The hon. Gentleman was referred to earlier as a veteran of Parliament. When I arrived here in 2015, the first thing to hit me—it hit me right between the eyes—was the class differential between some of us on the Opposition Benches and those on the Government Benches. I agree that there seems to be a lack of understanding of what happens in the daily lives of far too many of our constituents as they struggle to navigate their way through life and the social security system. I recommend that he looks at the work of the Select Committee on Work and Pensions, of which I am a member—that lack of understanding is evident to us.
Southside Housing Association staff told me that they saw the visible signs of poverty and hunger, and believed that its programme helped people. The housing association also had a back-to-school uniform bank. It alarms me that not only do we have food banks but toy banks, baby banks and school uniform banks are starting to emerge. Some 2,000 items were donated by Glasgow South West constituents in that bank. That is just some of the work the Southside Housing Association managed to do in Cardonald in Glasgow South West. It did similar work in Pollokshields in the constituency of my hon. Friend Alison Thewliss.

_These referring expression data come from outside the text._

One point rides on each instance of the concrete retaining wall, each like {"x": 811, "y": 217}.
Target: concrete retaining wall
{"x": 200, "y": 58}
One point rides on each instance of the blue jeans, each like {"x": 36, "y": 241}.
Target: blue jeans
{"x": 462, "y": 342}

As others said, we need to look at the punitive social security reform and austerity measures that lead people into poverty. Tackling poverty and inequality must be Parliament’s key priority. As my hon. Friend mentioned, the UK Government need to follow where the Scottish Government have led on helping children to access food during school holidays. Early intervention will reduce the need for people to rely on holiday hunger schemes and help to reduce the stigma of using such schemes.

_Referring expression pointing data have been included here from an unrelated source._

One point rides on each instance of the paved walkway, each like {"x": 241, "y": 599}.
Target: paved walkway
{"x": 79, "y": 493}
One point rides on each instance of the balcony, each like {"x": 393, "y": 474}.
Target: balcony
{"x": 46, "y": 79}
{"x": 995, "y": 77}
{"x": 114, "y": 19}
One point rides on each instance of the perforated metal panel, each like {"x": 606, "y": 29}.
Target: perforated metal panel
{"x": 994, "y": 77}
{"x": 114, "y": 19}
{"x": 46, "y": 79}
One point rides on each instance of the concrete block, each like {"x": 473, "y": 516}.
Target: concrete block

The Scottish Government’s tackling child poverty delivery plan helps parents to work more flexibly and increases their incomes by helping them with the cost of uniforms, childcare and the like. The fair food fund aims to ensure that everyone can feed themselves and their families. That fund supports community projects such as Crookston Community Group in my constituency, which offers dignified and sustainable responses to food poverty.
Regularly skipping meals has a massive impact on children’s behaviour, concentration and development. The children’s charity Cash for Kids was granted £150,000 to help community organisations support children during the school holidays with activities and access to meals. That funding is the first of the £1 million that will be allocated over the next two years to tackle food insecurity outside term time, and it is just part of the £1.5 million fair food fund, which supports projects to help people move away from emergency food provision and access healthy, nutritious food through community-based activities and support. A number of Scottish local authorities are planning to provide free meals 365 days a year to children from low-income families—a proposal that was welcomed by the Child Poverty Action Group.

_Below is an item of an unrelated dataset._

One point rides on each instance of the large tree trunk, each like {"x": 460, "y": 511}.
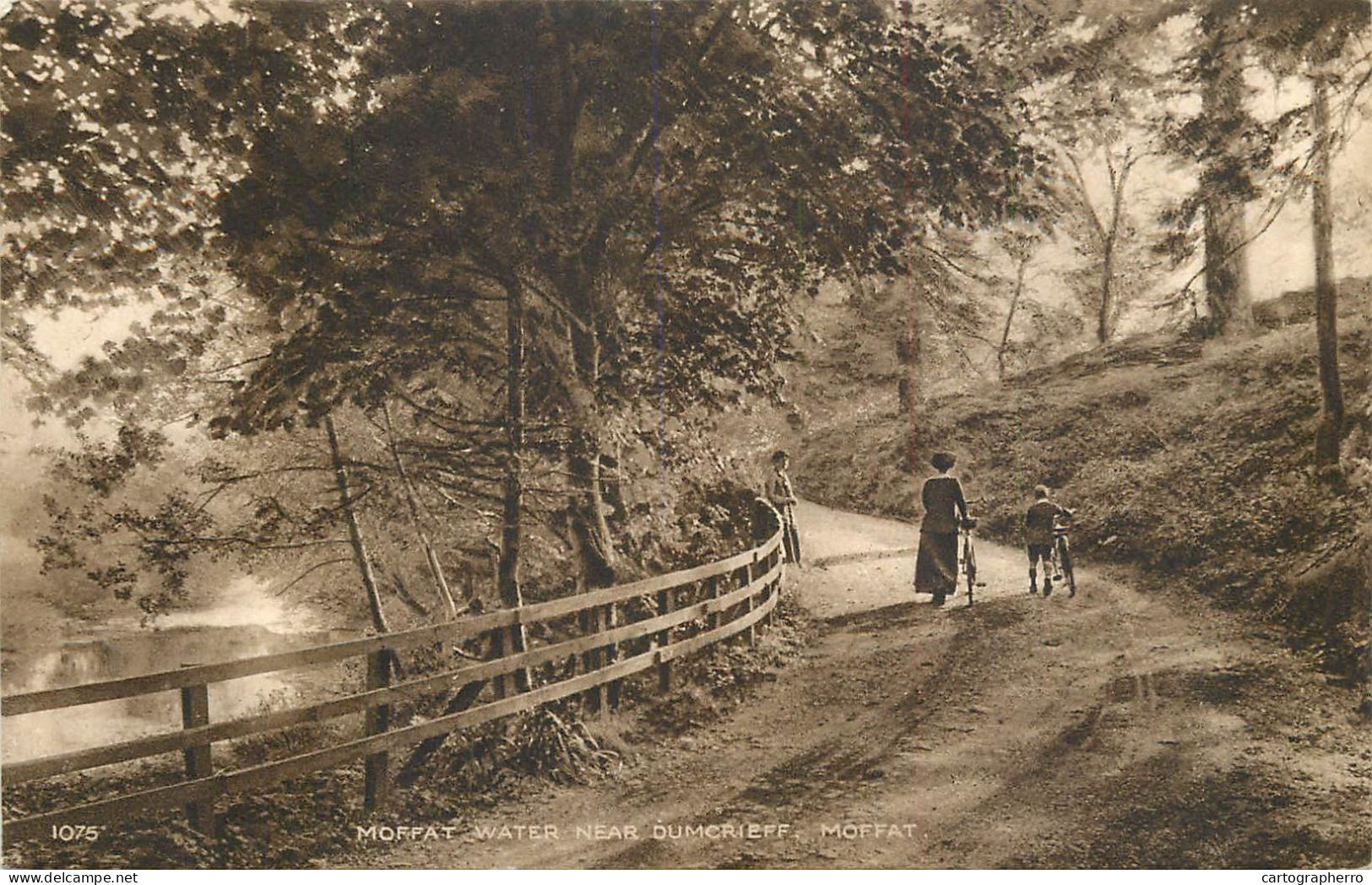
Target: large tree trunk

However, we need significant social security reform from the Government to ensure that families and children do not go hungry during school holidays. The pressures of child hunger are exacerbated by the benefit freeze and social security reform—decisions on social security have a direct impact on hunger. The overall benefit cap needs to be raised and the benefit freeze ended so that households are not forced into destitution. With the introduction of universal credit, deduction rates for advances, arrears and overpayments, and all other third-party deductions, need to be reduced.
The Chair of the Work and Pensions Committee, Frank Field, drafted a Bill, which I supported, that would place a duty on local authorities to ensure that disadvantaged pupils were fed during school breaks. I would like the UK Government to adopt that Bill and that approach, and learn from Scotland and elsewhere.